- I will introduce the class
- Discuss the book(s) and homework
- Introduce the class website
- Begin the class with the material in Chapter 1 of the book
January 22, 2020
In this class we will be learning about
"Modern Applied Statistics" using computers and lots of data.
What is Statistical Learning? The answer depends on who you talk to.
The author of our book says things, such as,
"… machine learning provides a set of tools that use computers to transform data into actionable knowledge."
or
"… making sense of complex data."
or
"… computer scientist Tom M. Mitchell states that a machine learns whenever it is able to utilize its experience such that its performance improves on similar experiences in the future."
Do an extensive Google search on the terms
Report on what these terms mean.
Do they mean the same thing?
Or are there differences?
Data has long been expensive. Experimental data needed to basically be collected by hand.
Recently (not really, but ok) data has become very cheap. Observational data is being collected automatically and stored in large amounts.
There are still opportunities in the traditional areas of data analysis, but there are new frontiers for people who have the skills to access, interact with, model and analyze, the large amounts of data that are already stored electronically.
Got to know something about databases!
What is the difference between machine learning and data mining?
The main difference is that machine learning is used to group similar observations based on important variables or to develop models for prediction.
While data mining is used to search for "hidden nuggets" in data.

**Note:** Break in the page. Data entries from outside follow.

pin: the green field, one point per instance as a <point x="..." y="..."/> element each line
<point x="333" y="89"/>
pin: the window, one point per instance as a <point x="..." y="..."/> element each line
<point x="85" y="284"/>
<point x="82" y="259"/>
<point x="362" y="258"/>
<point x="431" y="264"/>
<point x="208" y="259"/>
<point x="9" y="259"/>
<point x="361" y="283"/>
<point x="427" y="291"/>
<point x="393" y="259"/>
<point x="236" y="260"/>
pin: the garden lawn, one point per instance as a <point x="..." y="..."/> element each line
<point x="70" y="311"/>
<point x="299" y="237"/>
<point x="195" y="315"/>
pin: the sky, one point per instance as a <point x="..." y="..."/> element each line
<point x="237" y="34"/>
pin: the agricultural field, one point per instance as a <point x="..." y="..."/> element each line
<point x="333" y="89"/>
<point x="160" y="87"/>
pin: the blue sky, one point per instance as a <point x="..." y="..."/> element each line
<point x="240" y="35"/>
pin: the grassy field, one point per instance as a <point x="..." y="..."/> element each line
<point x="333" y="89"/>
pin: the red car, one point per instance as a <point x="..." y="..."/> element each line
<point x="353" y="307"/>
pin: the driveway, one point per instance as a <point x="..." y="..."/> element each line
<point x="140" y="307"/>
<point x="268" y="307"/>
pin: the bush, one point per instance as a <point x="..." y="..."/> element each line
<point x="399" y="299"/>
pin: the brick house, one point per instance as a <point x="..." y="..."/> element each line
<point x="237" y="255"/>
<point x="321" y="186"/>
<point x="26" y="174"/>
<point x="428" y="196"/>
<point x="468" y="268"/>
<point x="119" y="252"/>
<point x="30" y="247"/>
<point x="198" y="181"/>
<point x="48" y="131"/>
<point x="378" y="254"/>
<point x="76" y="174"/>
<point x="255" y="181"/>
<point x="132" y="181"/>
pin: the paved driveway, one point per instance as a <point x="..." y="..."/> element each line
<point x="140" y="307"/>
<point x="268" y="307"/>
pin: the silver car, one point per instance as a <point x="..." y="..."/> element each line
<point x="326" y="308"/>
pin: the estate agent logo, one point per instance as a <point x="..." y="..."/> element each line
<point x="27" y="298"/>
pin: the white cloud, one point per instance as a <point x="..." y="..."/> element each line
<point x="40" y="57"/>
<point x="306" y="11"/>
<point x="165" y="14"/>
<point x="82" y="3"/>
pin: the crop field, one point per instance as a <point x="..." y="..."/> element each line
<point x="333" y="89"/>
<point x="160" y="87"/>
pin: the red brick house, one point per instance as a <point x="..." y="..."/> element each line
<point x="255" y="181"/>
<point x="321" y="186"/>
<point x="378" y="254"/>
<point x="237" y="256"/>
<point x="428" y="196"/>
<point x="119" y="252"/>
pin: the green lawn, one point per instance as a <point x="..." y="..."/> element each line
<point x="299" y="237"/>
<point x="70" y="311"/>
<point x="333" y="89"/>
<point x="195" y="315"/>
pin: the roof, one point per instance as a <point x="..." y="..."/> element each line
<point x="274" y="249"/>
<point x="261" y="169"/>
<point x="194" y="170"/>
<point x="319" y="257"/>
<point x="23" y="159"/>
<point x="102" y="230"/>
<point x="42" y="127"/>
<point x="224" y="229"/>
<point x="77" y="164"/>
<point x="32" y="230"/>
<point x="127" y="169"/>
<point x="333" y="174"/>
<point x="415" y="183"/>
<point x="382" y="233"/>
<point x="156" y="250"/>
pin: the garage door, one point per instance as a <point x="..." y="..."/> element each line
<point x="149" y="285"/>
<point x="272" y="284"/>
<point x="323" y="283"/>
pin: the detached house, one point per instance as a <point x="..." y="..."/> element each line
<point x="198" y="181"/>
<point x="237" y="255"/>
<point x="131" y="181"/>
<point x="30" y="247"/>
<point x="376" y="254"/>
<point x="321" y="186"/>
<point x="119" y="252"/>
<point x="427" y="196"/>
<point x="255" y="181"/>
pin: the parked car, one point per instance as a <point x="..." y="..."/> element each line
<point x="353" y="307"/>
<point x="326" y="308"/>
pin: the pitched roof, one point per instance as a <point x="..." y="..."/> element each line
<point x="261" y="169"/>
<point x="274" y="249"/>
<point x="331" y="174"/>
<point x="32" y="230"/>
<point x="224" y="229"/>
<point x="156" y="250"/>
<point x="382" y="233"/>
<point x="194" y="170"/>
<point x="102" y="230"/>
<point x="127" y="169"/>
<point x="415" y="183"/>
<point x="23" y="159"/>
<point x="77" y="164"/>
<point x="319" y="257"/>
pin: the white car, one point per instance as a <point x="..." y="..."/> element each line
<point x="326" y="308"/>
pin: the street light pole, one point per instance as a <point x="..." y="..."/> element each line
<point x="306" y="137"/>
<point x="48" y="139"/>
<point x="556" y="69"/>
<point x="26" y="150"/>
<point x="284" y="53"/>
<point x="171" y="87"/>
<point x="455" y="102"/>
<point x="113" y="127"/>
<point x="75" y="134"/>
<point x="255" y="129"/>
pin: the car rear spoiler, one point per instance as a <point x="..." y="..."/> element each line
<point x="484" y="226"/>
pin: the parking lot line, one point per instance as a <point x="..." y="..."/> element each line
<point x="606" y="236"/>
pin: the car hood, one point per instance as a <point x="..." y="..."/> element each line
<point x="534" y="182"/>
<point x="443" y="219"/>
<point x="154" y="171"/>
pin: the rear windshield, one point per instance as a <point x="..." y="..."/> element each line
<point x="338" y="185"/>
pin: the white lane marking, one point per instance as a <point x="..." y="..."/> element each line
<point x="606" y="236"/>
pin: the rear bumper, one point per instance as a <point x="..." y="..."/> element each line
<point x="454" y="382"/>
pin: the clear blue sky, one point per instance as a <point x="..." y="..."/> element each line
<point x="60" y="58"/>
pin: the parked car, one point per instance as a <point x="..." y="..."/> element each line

However, much of the same "tools" are discussed in both areas.
The basic learning process:
\(y = f(x_1,x_2,...x_p)\)
Assessing the success of learning:
Models are not perfect, but some are useful. (Is this the exact quote? Who said this?)
This is what is often discussed as checking the assumptions and/or validating the model.
Over fitting is a problem that needs to be avoided.
Steps to apply machine learning to your data:
Selecting a machine learning algorithm:
Understand the data.
What are the observations or unit of observation or examples?
What are the variables or features?
Are the variables numeric or categorical?
Knowing your data can lead to a possible model and learning algorithm.
Types of machine learning algorithms:
In Statistics we consider Inference vs. Prediction
See page 21 of our book for a table that presents the different types of algorithms and what the task is that they are used for.
The table includes the chapters of the book that covers each topic.
R is a very good platform for doing machine learning. There are many packages that have been written for implementing the algorithms. This is the platform that we are going to focus on for the course.
For Big Data see SparkR
Python is another good platform for doing machine learning. The scikit-learn package has grown to be very useful for machine learning.
Both R and Python have there strengths and weaknesses.
There was a bit of a competition between the two.
It would be good to become familiar with both and good at one.
The author summarizes Chapter 1 with, "Machine Learning originated at the intersection of statistics, database science, and computer science. It is a powerful tool, capable of finding actionable insights in large quantities of data."
Get better at using IT tools!!!